Having consulted sources, I can now name 11 of the firms and observe that they are A) Of high caliber; B) Represent a broad geographic and aesthetic spectrum; and C) Include the established firms one would expect to be invited.

Two of the firms — Ennead Architects and Robert A.M. Stern Architects, both of New York — designed the most recent presidential libraries (a modern one for Bill Clinton and a traditional one for George W. Bush). If Obama wants to make a fresh statement, one has to wonder, why would he want them?

Renzo Piano, the architect of the Art Institute of Chicago's Modern Wing and New York's new Whitney Museum, also received a request for qualifications. Michelle Obama publicly praised his Whitney building after touring it earlier this year. Piano, an Italian, is the 1998 winner of the Pritzker Architecture Prize, the field's highest honor.

Another invited architect attended a White House dinner with the Obamas. But it's not the presumed front-runner for the job, the London-based, Tanzanian-born architect David Adjaye, who sat with them during a 2012 state dinner for British Prime Minister David Cameron.

It's the German-born Chicago architect Helmut Jahn, who in 2011 sat at the Obamas' head table at a state dinner in honor of German Chancellor Angela Merkel. ... "I don't believe that Adjaye is a shoo-in," said Mark Sexton of the Chicago firm Krueck+Sexton, whose projects include the elegantly faceted Spertus Institute at 610 S. Michigan Ave ... Other Chicago firms invited to compete include Ross Barney Architects, led by Carol Ross Barney, a key designer of the downtown Riverwalk who has won plaudits for new Chicago Transit Authority rapid-transit stations. That experience could help because part of the Washington Park site is next to a CTA Green Line station.

Another local contender is the Chicago office of Perkins+Will, whose chief designer, Ralph Johnson, has already run the gantlet of slipping a museum into cherished parkland. His credits include the Peggy Notebaert Nature Museum in Lincoln Park. ... Also invited is Chicago's Tigerman McCurry Architects, headed by Stanley Tigerman and Margaret McCurry. The firms brings intellectual heft and a longtime commitment to design for the disadvantaged, a quality that's relevant because the Obama center will be built near impoverished South Side neighborhoods.

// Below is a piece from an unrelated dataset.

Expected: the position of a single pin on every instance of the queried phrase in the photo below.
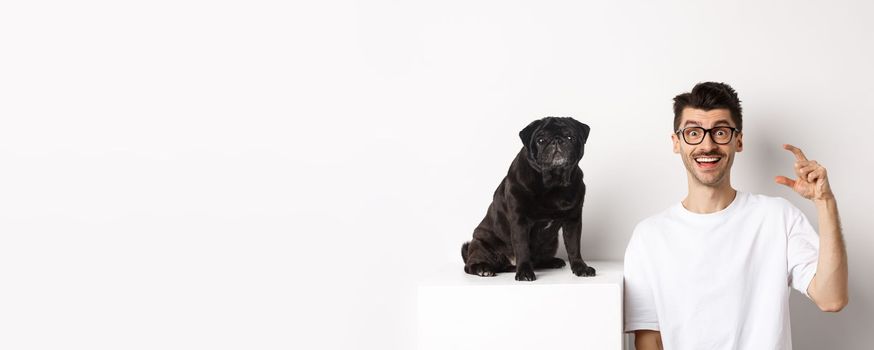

The non-Chicago firms asked to complete are equally impressive and just as well-established.

Besides the Piano, Ennead and Stern firms, they include New York's Diller Scofidio + Renfro, which co-designed New York's wildly popular High Line; the San Francisco office of Skidmore, Owings & Merrill, which shaped an acclaimed U.S. consulate in the Chinese city of Guangzhou; and North Carolina architect Philip Freelon, whose firm last year became part of Perkins+Will. Freelon's entry will be independent of the firm's. ... Some Chicago architects said they would compete for the job even though they weren't asked.